46      De verplaatsing van de feitelijke bestuurszetel van een vennootschap van een lidstaat naar een andere lidstaat kan niet betekenen dat de lidstaat van oorsprong moet afzien van zijn recht om een meerwaarde te belasten die vóór genoemde verplaatsing in het kader van zijn fiscale bevoegdheid is ontstaan (zie in die zin arrest van 12 december 2006, Test Claimants in Class IV of the ACT Group Litigation, C‑374/04, Jurispr. blz. I‑11673, punt 59).

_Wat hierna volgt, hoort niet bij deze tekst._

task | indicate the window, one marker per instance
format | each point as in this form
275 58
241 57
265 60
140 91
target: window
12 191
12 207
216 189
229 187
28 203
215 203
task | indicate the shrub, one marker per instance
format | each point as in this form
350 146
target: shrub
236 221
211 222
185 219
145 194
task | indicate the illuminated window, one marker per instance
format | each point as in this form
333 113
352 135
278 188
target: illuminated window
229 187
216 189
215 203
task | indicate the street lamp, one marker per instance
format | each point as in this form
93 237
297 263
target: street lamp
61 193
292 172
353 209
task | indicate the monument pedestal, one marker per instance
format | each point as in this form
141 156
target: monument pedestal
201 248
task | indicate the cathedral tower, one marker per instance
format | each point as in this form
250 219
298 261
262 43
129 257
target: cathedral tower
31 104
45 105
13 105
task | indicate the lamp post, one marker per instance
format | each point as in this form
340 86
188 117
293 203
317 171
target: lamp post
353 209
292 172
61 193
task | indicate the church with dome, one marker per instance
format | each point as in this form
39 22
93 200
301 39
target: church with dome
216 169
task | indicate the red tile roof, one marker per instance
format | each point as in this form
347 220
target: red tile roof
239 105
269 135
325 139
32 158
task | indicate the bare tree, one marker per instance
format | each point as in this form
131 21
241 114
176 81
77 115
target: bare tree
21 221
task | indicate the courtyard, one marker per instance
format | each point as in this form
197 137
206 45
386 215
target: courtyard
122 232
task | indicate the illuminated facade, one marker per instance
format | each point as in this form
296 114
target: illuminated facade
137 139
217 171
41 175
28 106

Het Hof heeft aldus geoordeeld dat een lidstaat ingevolge het fiscale territorialiteitsbeginsel, verbonden met een temporele component, te weten het verblijf van de belastingplichtige op het nationale grondgebied gedurende de periode waarin de latente meerwaarden zijn ontstaan, genoemde meerwaarden mag belasten op het moment van vertrek van de betrokken belastingplichtige (zie arrest N, reeds aangehaald, punt 46). Een dergelijke maatregel strekt er immers toe om situaties te vermijden die afbreuk kunnen doen aan het recht van een lidstaat om zijn belastingbevoegdheid uit te oefenen met betrekking tot activiteiten die op zijn grondgebied plaatsvinden en kan dus worden gerechtvaardigd om redenen die verband houden met het behoud van de verdeling van de heffingsbevoegdheid tussen lidstaten (zie reeds aangehaalde arresten Marks & Spencer, punt 46, en Oy AA, punt 54, en arrest van 21 januari 2010, SGI, C‑311/08, Jurispr. blz. I‑487, punt 60).

47      Uit de verwijzingsbeslissing volgt dat ingevolge artikel 7, lid 1, van de overeenkomst, National Grid Indus na de verplaatsing van haar feitelijke bestuurszetel naar het Verenigd Koninkrijk werd beschouwd als een vennootschap die inwoner van die laatste lidstaat was. Aangezien National Grid Indus na genoemde zetelverplaatsing was opgehouden in Nederland belastbare winst te genieten, is overeenkomstig artikel 16 van de Wet IB een eindafrekening opgesteld voor de in de activa van deze vennootschap aanwezige meerwaarden in Nederland op het moment van haar zetelverplaatsing naar het Verenigd Koninkrijk. De meerwaarden die na de verplaatsing van genoemde zetel zijn gerealiseerd, worden ingevolge artikel 13, lid 4, van de overeenkomst in die laatste lidstaat belast.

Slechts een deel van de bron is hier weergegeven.